In der Staatspolitischen Kommission allerdings waren sie vergangene Woche immer noch in der Überzahl. Die Kommission sprach sich gegen eine parlamentarische Initiative aus dem Nationalrat aus, die den Ständerat zur Publikation sämtlicher Abstimmungsresultate per Namensliste verpflichten will. Dies aber denkbar knapp mit sechs zu fünf Stimmen.

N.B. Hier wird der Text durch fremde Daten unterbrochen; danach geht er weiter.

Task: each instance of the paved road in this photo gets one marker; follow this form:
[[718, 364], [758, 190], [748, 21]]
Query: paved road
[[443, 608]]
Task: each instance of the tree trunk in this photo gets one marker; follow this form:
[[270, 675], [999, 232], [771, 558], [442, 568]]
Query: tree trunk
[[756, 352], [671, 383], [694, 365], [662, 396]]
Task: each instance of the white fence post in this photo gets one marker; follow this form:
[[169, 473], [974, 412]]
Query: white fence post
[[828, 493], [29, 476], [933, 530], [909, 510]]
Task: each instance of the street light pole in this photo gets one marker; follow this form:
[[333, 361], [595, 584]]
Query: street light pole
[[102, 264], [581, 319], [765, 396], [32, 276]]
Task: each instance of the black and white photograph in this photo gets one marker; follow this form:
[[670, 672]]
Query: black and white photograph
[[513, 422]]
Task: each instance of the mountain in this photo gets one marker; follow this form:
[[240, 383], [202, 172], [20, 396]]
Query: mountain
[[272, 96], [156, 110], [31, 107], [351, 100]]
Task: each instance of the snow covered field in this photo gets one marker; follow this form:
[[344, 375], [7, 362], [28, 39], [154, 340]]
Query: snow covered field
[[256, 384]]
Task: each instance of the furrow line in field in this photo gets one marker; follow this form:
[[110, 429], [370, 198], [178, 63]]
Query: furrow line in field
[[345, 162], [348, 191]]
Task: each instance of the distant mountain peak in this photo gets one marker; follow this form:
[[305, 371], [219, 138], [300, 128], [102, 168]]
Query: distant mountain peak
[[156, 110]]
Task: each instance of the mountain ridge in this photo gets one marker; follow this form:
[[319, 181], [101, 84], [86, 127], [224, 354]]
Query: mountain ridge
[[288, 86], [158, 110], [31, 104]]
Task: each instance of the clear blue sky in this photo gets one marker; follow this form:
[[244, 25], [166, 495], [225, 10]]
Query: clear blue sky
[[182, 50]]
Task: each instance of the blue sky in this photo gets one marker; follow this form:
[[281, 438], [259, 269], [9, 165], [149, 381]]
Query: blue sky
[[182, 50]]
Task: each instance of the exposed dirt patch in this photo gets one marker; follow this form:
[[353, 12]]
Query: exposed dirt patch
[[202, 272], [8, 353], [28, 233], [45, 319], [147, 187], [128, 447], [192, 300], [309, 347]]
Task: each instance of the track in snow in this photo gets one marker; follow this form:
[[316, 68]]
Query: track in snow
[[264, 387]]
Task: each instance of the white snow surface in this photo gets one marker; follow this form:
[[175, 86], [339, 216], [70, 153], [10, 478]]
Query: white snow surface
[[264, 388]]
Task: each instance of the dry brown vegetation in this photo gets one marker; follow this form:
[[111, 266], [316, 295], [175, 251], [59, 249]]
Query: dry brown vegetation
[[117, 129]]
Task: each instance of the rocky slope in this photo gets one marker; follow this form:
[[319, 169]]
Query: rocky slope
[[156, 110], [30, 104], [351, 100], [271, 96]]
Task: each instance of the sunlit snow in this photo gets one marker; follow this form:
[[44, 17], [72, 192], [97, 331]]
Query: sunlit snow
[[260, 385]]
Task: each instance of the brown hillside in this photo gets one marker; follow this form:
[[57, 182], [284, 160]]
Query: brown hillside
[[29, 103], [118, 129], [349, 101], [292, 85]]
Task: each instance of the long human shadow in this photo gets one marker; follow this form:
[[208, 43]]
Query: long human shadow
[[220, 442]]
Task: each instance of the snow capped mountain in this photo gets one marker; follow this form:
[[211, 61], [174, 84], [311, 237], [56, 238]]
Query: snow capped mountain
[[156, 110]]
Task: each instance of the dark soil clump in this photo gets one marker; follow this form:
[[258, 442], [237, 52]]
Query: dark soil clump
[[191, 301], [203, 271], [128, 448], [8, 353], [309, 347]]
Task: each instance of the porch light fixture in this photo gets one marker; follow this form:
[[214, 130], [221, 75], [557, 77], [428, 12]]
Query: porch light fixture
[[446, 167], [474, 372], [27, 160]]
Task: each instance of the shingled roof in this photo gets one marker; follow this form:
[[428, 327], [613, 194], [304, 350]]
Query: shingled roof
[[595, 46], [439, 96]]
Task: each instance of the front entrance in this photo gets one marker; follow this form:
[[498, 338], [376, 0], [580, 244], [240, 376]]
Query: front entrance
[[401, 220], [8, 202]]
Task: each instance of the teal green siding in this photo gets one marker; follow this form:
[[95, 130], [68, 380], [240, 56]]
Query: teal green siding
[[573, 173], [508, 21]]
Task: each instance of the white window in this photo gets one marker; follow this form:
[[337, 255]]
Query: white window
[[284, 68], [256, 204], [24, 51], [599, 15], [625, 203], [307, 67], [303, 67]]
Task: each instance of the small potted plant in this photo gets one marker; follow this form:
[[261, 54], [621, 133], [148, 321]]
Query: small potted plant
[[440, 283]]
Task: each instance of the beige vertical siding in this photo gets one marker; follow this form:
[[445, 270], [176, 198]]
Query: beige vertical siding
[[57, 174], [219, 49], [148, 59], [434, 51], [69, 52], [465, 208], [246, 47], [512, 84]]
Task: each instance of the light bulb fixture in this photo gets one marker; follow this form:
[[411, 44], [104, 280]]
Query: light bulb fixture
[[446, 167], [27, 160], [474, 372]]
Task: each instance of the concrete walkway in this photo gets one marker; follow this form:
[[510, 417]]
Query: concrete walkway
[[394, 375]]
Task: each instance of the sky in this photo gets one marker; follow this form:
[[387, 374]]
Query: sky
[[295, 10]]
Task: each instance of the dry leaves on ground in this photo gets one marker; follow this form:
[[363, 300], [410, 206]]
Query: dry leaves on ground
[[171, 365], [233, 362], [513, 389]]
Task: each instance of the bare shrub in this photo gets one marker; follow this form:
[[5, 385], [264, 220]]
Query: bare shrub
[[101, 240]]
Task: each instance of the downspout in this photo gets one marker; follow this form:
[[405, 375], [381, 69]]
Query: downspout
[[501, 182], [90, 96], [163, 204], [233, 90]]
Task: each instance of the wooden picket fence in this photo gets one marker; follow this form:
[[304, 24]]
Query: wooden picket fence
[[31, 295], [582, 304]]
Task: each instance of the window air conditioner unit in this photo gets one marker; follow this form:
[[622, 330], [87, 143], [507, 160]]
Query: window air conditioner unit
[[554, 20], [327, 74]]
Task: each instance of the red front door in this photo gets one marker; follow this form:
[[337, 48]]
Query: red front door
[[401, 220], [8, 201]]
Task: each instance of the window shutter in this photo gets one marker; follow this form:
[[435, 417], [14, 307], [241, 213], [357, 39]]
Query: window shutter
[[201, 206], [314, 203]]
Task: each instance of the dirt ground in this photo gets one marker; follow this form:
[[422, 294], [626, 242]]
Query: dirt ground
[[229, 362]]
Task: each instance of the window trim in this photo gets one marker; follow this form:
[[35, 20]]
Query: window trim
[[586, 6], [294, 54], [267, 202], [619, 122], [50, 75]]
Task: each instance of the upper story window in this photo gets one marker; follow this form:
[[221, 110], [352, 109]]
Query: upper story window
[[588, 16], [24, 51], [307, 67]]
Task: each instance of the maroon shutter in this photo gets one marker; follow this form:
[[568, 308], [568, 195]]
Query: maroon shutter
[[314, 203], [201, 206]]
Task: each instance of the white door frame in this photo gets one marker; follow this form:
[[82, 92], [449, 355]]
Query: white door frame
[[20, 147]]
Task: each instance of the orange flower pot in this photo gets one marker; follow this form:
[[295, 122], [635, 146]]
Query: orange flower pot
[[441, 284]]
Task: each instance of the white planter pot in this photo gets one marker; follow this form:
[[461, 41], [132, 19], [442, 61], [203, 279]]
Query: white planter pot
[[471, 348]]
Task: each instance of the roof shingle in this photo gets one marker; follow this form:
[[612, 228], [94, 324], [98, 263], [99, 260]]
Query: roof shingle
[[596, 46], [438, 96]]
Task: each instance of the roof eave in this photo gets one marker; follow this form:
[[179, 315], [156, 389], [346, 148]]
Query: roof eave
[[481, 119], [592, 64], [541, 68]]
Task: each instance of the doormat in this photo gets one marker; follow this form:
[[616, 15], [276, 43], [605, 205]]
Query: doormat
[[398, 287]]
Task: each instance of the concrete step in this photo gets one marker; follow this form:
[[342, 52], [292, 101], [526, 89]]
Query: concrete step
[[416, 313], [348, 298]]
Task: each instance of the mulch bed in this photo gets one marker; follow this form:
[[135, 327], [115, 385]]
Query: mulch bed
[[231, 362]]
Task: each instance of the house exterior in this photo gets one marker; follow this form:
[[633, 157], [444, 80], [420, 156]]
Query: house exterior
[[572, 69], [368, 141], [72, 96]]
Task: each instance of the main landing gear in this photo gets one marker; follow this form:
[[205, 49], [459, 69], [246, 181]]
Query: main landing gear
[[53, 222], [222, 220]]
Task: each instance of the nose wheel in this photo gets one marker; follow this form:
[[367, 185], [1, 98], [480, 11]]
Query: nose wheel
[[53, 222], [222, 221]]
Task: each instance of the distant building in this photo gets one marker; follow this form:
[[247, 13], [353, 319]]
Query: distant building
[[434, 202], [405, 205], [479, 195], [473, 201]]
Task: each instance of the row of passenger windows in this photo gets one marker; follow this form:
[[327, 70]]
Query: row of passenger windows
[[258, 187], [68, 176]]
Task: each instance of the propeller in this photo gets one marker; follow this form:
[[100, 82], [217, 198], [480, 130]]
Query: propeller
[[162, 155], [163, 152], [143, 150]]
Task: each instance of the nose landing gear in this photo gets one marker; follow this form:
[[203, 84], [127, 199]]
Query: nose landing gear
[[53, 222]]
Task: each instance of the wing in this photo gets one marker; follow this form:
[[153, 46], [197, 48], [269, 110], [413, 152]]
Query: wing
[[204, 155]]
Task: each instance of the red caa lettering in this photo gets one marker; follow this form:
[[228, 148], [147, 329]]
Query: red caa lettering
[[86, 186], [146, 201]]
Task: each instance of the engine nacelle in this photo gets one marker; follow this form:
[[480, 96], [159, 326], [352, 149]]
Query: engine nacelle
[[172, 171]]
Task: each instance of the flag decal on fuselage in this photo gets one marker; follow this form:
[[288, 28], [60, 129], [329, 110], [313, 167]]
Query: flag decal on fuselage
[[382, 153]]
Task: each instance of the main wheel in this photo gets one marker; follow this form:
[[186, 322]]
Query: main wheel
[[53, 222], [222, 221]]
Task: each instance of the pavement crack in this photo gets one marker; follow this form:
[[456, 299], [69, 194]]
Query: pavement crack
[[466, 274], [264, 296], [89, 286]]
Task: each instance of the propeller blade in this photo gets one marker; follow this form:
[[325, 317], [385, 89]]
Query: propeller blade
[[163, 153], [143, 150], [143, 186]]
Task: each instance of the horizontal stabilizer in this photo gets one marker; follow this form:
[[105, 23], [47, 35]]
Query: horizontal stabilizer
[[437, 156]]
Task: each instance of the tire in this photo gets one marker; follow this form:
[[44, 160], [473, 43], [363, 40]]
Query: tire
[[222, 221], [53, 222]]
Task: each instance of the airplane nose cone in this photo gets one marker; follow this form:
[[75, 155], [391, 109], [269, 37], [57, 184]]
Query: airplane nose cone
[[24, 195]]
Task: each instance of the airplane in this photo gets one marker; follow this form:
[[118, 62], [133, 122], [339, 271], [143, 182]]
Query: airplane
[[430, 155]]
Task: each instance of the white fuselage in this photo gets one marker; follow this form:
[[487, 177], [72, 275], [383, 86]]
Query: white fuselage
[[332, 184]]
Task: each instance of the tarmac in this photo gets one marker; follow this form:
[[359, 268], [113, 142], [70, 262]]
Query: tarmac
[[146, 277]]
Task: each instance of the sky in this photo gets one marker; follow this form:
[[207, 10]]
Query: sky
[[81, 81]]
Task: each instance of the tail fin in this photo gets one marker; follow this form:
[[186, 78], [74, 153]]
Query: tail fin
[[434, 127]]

Caroni für volle Transparenz
Zur unterlegenen Minderheit gehört Andrea Caroni (FDP/AR). «Die Öffentlichkeit, die Stimmbürger und auch die Nationalräte sollen auch in der Detailberatung wissen, wie wir abstimmen», sagt Caroni. Der Ausserrhoder sass bis vergangenen Herbst im Nationalrat. Wer im Ständerat bei einzelnen Punkten auf der gleichen Seite stehe und wen es noch zu überzeugen gelte – das sei für die Nationalräte heute schwierig zu eruieren, so Caroni. Die Bedenken, dass die Transparenz das Abstimmungsverhalten beeinflussen könnte, teilt Caroni nicht: «Man darf doch erwarten, dass ein Ständerat gemäss seiner persönlichen Überzeugung abstimmt und dazu steht.»
Caronis Parteikollegin Karin Keller-Sutter (SG) hält wenig von einer erneuten Praxisänderung: «Die heutige Regelung entspricht dem Wesen der kleinen Kammer. Wenn aus dem Ständerat ein kleiner Nationalrat wird, dann kann man ihn abschaffen.» Hannes Germann ist im Grundsatz für die vollständige Transparenz, aber: «Der Anstoss dazu müsste vom Ständerat selbst kommen. Wir schreiben dem Nationalrat auch nicht vor, dass er analog zu uns bei Sitzungsbeginn eine Präsenzkontrolle durchführen muss.»
Caroni und weitere gleichgesinnte Ständeräte liebäugeln nun mit einem eigenen Transparenz-Vorstoss, dem nicht das Etikett der Einmischung von aussen anhängen würde.